Re: ISSUE-385: hasProvenanceIn: finding a solution from Timothy Lebo on 2012-06-04 (public-prov-wg@w3.org from June 2012)

From: Timothy Lebo <lebot@rpi.edu>
Date: Sun, 3 Jun 2012 22:17:28 -0400
To: Graham Klyne <graham.klyne@zoo.ox.ac.uk>
Cc: Paul Groth <p.t.groth@vu.nl>, Jun Zhao <jun.zhao@zoo.ox.ac.uk>, Luc Moreau <L.Moreau@ecs.soton.ac.uk>, "public-prov-wg@w3.org" <public-prov-wg@w3.org>
Message-Id: <F4A74A14-A27C-452C-8654-905BE1EFF934@rpi.edu>
On Jun 3, 2012, at 2:29 PM, Graham Klyne wrote:

> Paul,
> 
> I somewhat agree with you.
> 
> But, to play devil's advocate here, I could also argue that it's not the job of a data model to help implementers *organize* their data.
> 
> I will claim that, for the purposes of provenance data modelling, the hasProvenanceIn is unnecessary.  If one has a number of bundles, one could load them all

That's where it falls apart. We don't have the entire web on our laptops.

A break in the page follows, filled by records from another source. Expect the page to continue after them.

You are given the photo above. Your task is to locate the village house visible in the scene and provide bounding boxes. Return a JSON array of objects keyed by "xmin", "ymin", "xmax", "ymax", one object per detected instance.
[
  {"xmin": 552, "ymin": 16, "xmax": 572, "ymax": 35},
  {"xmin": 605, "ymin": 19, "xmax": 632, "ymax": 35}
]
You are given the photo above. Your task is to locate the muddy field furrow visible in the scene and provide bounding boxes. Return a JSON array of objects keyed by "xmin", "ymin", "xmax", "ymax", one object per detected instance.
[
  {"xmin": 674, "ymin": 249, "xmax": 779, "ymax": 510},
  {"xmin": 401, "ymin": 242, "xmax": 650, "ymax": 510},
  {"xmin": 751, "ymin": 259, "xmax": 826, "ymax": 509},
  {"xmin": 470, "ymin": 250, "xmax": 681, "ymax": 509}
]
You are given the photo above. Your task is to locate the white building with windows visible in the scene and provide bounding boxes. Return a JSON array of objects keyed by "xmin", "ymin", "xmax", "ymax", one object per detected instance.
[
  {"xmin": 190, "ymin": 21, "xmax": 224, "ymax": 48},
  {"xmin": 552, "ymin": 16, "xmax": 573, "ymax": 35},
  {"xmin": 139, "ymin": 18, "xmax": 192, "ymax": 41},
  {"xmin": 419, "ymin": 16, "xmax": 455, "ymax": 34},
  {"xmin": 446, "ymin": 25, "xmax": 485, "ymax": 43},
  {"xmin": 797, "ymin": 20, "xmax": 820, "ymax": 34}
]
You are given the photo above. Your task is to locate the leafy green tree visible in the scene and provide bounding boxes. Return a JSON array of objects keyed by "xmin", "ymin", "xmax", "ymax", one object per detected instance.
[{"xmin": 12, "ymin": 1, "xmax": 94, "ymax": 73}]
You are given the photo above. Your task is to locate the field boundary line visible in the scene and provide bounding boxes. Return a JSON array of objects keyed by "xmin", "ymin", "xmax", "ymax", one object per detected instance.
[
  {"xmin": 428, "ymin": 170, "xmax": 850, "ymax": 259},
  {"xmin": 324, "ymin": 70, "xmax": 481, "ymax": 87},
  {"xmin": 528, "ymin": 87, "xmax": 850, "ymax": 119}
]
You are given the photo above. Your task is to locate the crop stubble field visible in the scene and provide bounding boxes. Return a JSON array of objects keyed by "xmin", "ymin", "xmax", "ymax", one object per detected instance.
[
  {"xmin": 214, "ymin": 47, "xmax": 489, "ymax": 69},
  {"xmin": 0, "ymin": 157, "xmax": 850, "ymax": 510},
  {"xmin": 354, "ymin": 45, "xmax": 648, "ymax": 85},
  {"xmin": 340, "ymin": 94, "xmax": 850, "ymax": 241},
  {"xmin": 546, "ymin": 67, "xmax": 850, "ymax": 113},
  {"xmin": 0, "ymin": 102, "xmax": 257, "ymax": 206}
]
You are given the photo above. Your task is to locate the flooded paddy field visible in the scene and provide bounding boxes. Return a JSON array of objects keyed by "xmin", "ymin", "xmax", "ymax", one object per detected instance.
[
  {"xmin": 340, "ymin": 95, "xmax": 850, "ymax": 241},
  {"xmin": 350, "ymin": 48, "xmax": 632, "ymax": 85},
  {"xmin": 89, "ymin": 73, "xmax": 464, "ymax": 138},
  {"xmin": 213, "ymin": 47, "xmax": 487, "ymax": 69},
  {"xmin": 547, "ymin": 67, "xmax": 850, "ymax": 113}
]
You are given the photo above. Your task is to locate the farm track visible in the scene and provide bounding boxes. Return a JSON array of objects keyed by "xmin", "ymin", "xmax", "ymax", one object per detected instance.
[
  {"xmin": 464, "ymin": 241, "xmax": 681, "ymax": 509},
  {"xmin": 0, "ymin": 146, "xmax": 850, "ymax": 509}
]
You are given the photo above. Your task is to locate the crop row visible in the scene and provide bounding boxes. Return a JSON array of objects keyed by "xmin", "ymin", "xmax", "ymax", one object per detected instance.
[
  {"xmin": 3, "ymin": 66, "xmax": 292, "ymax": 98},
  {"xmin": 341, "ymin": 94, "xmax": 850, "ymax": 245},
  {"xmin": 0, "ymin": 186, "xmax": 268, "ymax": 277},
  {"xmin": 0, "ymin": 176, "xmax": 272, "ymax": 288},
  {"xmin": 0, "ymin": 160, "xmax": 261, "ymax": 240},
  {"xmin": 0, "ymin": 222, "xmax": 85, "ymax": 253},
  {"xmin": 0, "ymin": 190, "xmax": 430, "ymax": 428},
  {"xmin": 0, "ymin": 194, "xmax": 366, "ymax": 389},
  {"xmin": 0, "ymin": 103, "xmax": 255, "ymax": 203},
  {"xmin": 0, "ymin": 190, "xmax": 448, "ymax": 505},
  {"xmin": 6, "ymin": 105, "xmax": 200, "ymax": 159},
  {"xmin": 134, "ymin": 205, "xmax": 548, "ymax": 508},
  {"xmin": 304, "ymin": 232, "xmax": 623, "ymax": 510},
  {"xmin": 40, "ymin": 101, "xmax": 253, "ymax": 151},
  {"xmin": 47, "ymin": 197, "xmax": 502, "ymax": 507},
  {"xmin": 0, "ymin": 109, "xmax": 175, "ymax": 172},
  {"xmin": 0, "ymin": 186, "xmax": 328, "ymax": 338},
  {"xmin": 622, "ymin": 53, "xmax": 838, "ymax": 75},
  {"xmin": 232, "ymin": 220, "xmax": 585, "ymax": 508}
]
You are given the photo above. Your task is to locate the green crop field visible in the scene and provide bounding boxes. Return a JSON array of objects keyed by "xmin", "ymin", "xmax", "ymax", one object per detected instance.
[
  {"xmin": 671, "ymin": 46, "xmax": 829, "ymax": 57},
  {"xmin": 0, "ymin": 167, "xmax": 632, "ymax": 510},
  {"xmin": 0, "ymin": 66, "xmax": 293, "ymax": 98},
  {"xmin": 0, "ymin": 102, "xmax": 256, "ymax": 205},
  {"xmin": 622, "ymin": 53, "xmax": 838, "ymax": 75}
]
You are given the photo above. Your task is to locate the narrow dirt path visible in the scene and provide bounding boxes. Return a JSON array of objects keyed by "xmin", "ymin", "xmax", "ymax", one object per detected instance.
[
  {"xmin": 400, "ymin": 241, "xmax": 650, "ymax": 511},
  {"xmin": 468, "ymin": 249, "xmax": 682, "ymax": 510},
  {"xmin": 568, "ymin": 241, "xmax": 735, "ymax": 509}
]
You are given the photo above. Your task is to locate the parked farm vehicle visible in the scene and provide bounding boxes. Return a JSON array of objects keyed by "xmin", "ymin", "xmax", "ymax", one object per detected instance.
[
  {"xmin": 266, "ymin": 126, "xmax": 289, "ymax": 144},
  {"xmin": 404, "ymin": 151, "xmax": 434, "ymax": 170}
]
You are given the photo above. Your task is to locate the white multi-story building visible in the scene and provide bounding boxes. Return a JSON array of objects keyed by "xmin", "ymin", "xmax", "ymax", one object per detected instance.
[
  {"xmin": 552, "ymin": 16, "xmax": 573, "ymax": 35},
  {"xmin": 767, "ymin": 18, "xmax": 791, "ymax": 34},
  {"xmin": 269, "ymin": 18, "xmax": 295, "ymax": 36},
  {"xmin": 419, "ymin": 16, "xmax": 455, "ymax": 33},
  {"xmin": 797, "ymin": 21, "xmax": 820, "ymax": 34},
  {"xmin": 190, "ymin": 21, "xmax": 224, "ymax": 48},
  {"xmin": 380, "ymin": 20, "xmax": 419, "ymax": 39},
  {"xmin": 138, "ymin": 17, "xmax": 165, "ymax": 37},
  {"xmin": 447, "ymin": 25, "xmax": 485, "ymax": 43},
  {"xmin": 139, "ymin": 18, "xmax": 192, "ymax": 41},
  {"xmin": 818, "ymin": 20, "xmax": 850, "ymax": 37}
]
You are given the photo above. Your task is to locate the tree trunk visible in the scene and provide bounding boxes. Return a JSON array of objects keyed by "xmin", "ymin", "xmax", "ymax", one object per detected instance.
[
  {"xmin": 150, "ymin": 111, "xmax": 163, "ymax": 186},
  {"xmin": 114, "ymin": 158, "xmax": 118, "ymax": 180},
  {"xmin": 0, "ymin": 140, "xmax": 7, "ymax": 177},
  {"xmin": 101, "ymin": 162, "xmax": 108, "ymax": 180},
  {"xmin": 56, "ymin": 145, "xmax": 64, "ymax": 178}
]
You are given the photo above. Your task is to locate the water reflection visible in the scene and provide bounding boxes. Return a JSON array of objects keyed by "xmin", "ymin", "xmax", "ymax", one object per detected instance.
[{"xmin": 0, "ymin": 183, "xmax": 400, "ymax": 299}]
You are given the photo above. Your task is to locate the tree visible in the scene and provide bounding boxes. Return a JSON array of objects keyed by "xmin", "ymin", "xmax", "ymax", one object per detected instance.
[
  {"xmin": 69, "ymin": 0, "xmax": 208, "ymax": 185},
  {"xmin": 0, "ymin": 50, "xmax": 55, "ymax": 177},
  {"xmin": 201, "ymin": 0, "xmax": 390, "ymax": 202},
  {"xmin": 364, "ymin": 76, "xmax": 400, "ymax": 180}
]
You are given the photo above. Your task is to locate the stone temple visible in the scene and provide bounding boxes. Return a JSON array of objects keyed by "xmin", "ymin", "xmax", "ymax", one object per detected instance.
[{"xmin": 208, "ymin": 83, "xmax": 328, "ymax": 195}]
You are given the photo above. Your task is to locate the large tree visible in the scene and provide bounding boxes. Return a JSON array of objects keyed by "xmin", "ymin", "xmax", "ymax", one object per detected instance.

And data web publishers need to provide means for consumers to offers suggestions for what they should obtain.
(again, I'm a PAQ-naive here)

> into a single bundle (creating a new bundle that is the union of the given bundles), then look for information about particular entities in the merged bundle.  On that score, the data model's job is done.
> 
> What we *do* need, and the reason that we have bundles, is a way to label a particular bundle of provenance to that we can assert provenance *about* that bundle.

+1

>  We don't need hasProvenanceIn for that.

Sure.

> 
> So, to repeat my earlier claim, we don't *need* hasProvenanceIn to support the functionality that was intended (or agreed) to be provided by provenance bundles.  In this respect, hasProvenanceIn is scope creep.  So, if it's proving hard to agree what it means, I think it should be dropped.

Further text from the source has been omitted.